I’m as much of a creature of habit as anyone, and my daily blog reading features a number of de riguer stops: Joanne Jacobs, Eduwonk, Eduwonkette, Fordham’s Flypaper, This Week in Education, Bridging Differences, and D-Ed Reckoning. I read each faithfully and refer to them often in this space. There are, however, many more bloggers to whom I pay attention that have done great stuff recently that merited praise and eyeballs. Better late than never:
Over the last few years I’ve watched children progress to the next grade who rarely turned in assignments, children who rarely opened a book, children with a majority of Fs on their report card, children whose parents have been literally begged to come in and work with us on creating a plan for their student’s success (always a no show), or children who only succeeded during the school day by disrupting every lesson in some form or fashion.
Catching Sparrows is the blog of a high school English teacher who goes by Redkudu.
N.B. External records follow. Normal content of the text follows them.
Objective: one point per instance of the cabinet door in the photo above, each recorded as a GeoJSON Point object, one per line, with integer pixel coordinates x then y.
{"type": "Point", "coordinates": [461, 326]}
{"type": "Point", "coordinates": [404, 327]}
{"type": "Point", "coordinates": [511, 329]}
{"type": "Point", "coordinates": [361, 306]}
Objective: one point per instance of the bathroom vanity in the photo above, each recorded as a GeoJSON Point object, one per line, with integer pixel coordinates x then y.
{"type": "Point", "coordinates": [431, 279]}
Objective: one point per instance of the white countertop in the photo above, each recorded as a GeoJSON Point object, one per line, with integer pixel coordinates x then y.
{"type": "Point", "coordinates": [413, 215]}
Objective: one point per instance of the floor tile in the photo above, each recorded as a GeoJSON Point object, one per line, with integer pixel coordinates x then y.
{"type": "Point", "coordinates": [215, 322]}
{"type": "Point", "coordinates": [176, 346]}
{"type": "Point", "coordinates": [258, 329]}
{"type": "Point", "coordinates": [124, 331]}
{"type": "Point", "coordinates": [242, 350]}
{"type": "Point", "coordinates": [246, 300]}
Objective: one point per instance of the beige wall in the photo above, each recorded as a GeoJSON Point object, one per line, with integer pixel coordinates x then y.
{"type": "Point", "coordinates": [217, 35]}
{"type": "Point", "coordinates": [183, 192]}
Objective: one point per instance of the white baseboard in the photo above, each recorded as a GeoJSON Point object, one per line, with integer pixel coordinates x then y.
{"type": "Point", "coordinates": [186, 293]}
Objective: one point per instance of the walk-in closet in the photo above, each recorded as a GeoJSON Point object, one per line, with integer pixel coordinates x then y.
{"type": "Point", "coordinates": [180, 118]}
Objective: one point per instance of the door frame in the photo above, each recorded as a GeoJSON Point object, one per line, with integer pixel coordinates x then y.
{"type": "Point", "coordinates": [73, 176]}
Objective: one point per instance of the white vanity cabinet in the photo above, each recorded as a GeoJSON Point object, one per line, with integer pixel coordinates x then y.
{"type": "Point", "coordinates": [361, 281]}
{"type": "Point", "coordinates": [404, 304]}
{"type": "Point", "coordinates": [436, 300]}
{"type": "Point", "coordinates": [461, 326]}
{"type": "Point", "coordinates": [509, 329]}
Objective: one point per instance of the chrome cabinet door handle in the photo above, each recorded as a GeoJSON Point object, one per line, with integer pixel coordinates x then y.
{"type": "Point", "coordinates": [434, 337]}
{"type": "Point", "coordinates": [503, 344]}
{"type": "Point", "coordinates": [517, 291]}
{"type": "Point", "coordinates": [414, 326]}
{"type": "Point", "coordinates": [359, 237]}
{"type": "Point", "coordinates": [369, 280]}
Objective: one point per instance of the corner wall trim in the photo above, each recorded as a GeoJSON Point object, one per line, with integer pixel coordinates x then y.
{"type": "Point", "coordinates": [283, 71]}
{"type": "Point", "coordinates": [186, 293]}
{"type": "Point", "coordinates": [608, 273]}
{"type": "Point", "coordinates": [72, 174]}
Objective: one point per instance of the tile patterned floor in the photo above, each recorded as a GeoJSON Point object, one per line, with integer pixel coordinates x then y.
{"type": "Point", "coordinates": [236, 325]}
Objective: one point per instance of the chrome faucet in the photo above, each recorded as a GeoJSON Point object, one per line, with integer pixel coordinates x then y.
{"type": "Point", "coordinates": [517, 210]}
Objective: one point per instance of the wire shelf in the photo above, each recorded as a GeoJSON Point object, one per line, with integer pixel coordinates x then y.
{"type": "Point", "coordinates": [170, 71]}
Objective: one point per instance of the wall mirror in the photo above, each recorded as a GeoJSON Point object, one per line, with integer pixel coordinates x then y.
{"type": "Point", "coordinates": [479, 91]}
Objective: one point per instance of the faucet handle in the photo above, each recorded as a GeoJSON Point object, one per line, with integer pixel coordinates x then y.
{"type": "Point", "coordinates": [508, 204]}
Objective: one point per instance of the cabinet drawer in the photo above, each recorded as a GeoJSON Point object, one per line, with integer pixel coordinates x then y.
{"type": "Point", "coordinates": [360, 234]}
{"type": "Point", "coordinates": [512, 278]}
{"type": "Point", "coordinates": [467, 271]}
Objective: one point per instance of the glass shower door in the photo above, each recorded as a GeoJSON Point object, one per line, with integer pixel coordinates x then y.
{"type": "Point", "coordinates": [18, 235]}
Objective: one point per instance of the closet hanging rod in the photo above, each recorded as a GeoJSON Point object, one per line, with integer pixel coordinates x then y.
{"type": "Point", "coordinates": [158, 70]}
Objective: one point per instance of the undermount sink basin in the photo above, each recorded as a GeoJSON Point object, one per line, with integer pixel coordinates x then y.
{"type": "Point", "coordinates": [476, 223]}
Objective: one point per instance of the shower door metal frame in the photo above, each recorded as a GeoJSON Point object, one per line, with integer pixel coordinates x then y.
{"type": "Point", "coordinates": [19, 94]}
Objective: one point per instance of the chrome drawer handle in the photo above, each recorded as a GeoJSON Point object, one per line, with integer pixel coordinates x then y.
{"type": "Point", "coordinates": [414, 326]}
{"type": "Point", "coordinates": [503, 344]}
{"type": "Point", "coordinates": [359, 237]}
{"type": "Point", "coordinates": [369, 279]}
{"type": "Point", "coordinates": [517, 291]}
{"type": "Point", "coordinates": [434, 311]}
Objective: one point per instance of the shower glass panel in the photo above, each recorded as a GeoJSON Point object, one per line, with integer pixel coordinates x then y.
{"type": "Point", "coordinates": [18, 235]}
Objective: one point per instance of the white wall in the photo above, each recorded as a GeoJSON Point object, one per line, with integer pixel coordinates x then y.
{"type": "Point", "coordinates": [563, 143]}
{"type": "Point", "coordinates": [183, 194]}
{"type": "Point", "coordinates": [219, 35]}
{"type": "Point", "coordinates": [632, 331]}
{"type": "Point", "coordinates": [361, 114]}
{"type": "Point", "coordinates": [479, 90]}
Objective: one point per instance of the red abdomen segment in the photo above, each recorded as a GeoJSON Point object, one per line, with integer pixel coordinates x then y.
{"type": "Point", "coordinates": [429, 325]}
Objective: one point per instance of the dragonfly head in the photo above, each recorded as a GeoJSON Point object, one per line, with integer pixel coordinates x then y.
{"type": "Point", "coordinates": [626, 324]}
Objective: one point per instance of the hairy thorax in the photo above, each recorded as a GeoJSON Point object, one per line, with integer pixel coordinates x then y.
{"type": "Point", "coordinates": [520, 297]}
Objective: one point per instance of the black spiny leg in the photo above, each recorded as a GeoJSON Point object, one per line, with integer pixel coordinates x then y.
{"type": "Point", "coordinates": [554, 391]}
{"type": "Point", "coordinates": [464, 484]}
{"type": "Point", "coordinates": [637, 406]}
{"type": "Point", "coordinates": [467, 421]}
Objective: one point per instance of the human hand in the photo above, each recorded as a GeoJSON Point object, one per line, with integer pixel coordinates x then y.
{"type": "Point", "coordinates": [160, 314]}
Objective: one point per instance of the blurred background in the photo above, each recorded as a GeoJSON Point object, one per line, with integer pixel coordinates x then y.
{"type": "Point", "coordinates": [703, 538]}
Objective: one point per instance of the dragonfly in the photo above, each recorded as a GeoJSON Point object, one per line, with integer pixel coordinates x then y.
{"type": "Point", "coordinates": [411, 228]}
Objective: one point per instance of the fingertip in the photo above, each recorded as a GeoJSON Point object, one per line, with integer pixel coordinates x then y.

She graces the Core Knowledge blog with her thoughtful comments from time to time. She’s also brave enough to refer her readers to things like hilarious and utterly inappropriate high school commencement speeches by minor celebrities.
I had not read Gary Rubenstein’s TFA blog until reader Brian Rude commented on it recently. If you know a first year teacher, do them a favor and tell them about this blog today. He’s been handing out pearls for the last month on lesson planning, classroom management, and common teacher mistakes. He advises new teachers what to say if asked, “Are you a new teacher?
Some kid is definitely going to ask you so what are you going to say? What most new TFA teachers incorrectly think is the best way to answer this is to exaggerate the seventeen days (or hours!?!) of practice teaching during the institute. To me, this is like bragging about your girlfriend in Canada.
“It’s not the right thing to say because when you eventually make a mistake that reveals that you must be a new teacher,” Rubenstein writes. “Then you’ll be not only a new teacher, but a liar.”
Speaking of which, here’s the piece of advice I wish I’d received in my first year: At some point, probably very late on a Sunday night, you’re going to face a choice: should I stay up and do more lesson planning? Or should I go to sleep. Choose sleep. The best plans on God’s green earth will come to no good end if you’re fried and can’t think on your feet. I always had a better day — so did my students — when I was well rested. I was at my least effective on short rest, no matter how much time I put into planning.